Cognitive load, my ass
In a now oft-quoted interview for the Independent, Craig Federighi remarks:
We’re living with iPads, we’re living with phones, our own sense of the aesthetic – the sort of openness and airiness of the interface – the fact that these devices have large retina displays now. All of these things led us to the design for the Mac, that felt to us most comfortable, actually in no way related to touch.
I’ve never felt more comfortable moving across our family of devices as a user, which I do hundreds of times a day than I do now, moving between iOS 14, iPadOS 14, and macOS Big Sur. They all just feel of a family – there’s just less cognitive load to the switching process.

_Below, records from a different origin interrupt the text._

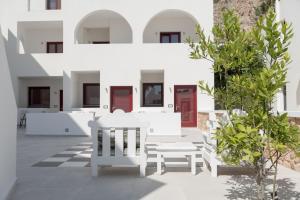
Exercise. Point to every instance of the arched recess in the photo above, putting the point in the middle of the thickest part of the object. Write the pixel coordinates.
(170, 21)
(101, 27)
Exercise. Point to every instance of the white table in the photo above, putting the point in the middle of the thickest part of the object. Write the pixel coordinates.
(177, 149)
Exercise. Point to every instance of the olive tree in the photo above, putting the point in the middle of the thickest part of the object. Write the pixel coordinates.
(250, 68)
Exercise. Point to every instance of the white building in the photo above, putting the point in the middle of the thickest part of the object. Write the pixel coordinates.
(8, 118)
(289, 11)
(70, 55)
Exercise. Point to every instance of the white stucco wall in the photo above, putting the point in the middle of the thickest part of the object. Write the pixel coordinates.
(289, 11)
(119, 63)
(7, 126)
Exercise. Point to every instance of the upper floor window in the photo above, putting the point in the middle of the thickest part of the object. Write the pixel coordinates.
(53, 4)
(54, 47)
(91, 95)
(39, 97)
(170, 37)
(101, 42)
(153, 95)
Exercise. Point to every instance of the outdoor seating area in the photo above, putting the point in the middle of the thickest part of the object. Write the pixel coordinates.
(121, 139)
(73, 181)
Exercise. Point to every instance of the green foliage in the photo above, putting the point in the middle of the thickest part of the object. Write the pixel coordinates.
(252, 67)
(263, 8)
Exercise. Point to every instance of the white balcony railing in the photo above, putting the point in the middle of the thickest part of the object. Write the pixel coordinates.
(38, 5)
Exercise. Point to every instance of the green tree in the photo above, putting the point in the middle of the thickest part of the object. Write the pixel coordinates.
(252, 68)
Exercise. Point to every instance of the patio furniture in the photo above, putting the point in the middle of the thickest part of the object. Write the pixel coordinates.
(179, 149)
(109, 136)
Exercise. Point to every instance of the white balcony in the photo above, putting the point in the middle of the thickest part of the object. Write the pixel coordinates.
(38, 5)
(102, 27)
(170, 26)
(38, 37)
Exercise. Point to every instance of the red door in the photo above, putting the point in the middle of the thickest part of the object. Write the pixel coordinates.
(61, 100)
(121, 98)
(185, 97)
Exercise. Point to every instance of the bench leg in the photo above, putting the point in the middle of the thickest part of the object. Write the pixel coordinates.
(193, 164)
(94, 169)
(159, 159)
(214, 168)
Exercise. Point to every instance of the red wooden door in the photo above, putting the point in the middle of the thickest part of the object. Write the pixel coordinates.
(61, 100)
(185, 101)
(121, 98)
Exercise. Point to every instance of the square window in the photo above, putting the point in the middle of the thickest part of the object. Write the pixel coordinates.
(91, 95)
(54, 47)
(53, 4)
(39, 97)
(153, 95)
(170, 37)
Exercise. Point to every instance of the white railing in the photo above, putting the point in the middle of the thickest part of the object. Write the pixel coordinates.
(118, 140)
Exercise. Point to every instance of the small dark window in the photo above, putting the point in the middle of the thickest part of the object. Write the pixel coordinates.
(39, 97)
(170, 37)
(91, 95)
(53, 4)
(101, 42)
(153, 95)
(55, 47)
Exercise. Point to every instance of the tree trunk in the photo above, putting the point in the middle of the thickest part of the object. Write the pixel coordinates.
(260, 179)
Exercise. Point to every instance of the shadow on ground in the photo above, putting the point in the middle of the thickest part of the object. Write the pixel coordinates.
(244, 187)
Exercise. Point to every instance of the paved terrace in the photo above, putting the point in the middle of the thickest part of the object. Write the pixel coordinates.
(76, 183)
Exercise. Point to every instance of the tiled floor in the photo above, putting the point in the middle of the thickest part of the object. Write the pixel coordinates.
(75, 156)
(76, 183)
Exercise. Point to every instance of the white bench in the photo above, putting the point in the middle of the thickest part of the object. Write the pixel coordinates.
(124, 128)
(179, 149)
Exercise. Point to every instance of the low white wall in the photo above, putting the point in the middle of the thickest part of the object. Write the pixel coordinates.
(7, 125)
(62, 123)
(161, 123)
(76, 122)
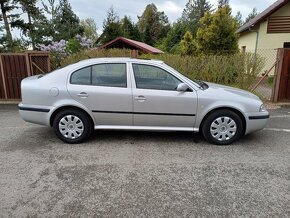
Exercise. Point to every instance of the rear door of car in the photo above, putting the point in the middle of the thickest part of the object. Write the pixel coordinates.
(105, 90)
(157, 103)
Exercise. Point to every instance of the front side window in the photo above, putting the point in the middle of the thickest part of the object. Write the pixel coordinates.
(81, 77)
(151, 77)
(113, 75)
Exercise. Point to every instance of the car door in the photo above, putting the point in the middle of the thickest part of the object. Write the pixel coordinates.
(157, 103)
(105, 90)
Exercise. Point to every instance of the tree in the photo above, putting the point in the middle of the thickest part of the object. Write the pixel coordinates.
(171, 43)
(218, 32)
(187, 44)
(222, 3)
(90, 28)
(193, 12)
(111, 27)
(67, 24)
(130, 30)
(153, 24)
(35, 21)
(253, 14)
(6, 7)
(52, 9)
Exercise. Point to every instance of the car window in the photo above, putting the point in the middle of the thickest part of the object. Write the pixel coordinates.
(151, 77)
(81, 77)
(113, 75)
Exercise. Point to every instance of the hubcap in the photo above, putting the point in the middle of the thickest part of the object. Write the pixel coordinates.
(71, 127)
(223, 128)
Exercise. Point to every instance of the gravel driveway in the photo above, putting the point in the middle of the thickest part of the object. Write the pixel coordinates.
(141, 174)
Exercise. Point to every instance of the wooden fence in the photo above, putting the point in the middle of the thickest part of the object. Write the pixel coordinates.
(15, 67)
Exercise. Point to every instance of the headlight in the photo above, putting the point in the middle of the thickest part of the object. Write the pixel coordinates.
(262, 108)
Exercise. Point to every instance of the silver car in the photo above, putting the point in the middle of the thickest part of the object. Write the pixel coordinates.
(135, 94)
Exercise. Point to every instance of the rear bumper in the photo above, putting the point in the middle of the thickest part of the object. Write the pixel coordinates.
(35, 114)
(256, 121)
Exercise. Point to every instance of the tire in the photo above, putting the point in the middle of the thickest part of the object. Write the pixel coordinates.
(222, 127)
(72, 126)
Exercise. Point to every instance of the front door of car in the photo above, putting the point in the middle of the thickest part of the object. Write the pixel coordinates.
(104, 89)
(157, 103)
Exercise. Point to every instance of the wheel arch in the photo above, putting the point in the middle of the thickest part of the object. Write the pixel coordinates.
(239, 113)
(66, 107)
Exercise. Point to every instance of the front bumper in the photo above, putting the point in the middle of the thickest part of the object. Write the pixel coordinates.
(35, 113)
(256, 121)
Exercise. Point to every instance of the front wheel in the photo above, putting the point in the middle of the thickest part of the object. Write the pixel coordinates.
(222, 127)
(72, 126)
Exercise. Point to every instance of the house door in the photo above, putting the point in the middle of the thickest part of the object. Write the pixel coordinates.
(284, 89)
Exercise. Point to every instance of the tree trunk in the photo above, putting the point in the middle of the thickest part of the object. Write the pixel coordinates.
(7, 27)
(31, 31)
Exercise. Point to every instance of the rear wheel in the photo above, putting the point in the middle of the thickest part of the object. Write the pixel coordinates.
(72, 126)
(222, 127)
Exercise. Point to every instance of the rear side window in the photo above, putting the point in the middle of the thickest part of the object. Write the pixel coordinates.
(112, 75)
(81, 77)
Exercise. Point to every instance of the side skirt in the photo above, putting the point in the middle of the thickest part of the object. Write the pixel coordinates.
(147, 128)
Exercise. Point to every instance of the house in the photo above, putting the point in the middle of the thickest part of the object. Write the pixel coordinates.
(122, 42)
(268, 30)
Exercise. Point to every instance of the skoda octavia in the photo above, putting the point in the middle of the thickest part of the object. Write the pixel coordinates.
(135, 94)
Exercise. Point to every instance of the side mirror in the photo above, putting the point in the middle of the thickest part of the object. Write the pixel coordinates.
(182, 87)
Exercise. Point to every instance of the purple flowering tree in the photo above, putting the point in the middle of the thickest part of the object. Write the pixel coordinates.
(62, 49)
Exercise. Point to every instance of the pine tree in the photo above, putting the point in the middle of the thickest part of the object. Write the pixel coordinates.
(35, 21)
(153, 24)
(193, 12)
(6, 7)
(67, 23)
(90, 28)
(111, 27)
(187, 44)
(130, 30)
(217, 33)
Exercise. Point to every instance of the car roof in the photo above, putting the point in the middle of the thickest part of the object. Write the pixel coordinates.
(121, 59)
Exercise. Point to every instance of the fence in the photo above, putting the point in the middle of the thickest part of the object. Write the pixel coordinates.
(15, 67)
(264, 85)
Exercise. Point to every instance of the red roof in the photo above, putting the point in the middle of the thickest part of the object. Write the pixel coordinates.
(263, 15)
(136, 44)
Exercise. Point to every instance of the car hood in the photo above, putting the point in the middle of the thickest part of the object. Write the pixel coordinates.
(232, 90)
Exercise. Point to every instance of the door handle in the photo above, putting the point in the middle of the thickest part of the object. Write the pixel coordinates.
(140, 98)
(83, 95)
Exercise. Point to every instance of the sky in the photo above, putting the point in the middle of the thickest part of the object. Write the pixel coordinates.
(97, 9)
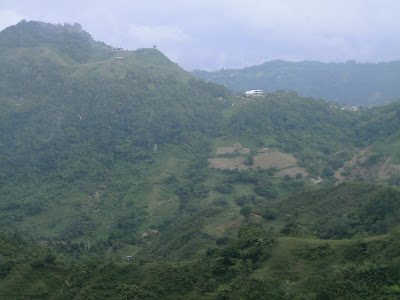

I’ve used iOS since it was still called iPhone OS, and of course I’ve used Mac OS for more than 30 years now, and I’ve never felt that ‘cognitive load’ Federighi talks about when switching from one OS to the other. I also never had a problem recognising that the two systems were from the same company. And neither did any of my friends or acquaintances, whether they’re Mac or Windows or Linux users, whether they’re tech-savvy people in general or not. And here we have someone who, I believe, has used Mac OS for as long as I have, and is also the VP of Software Engineering at Apple, talking about this ‘cognitive load’ when switching from one platform to another… And, well, I have a really hard time believing him, you know?
At the same time I’m in full agreement with Michael Tsai when he says:
The cognitive load that Federighi mentions just isn’t something I’ve (consciously) experienced. And one could make the argument that it’s confusing to make systems that work differently look the same. But I take him at his word because it certainly explains decisions like the awful iOS-style alerts. That design provides no benefits for touch; it just makes macOS look more like iOS, which he considers to be a plus.
What I do believe is that it’s the software engineers at Apple who have been progressively experiencing a cognitive load in trying to bring forward different operating systems with different ages, histories, and design such as Mac OS and iOS. It’s been a while, I’m sure, that they were aching to simplify software development across all platforms, and the best way to do that was to unify all of them. And if you look at all of them, which was the outlier until now? Mac OS, of course. Who cares if it was the oldest, more robust, more consistent UI-wise. It was the odd one out, and now that Apple has regained complete control of the platform at the hardware level with Apple Silicon, the software has to play along.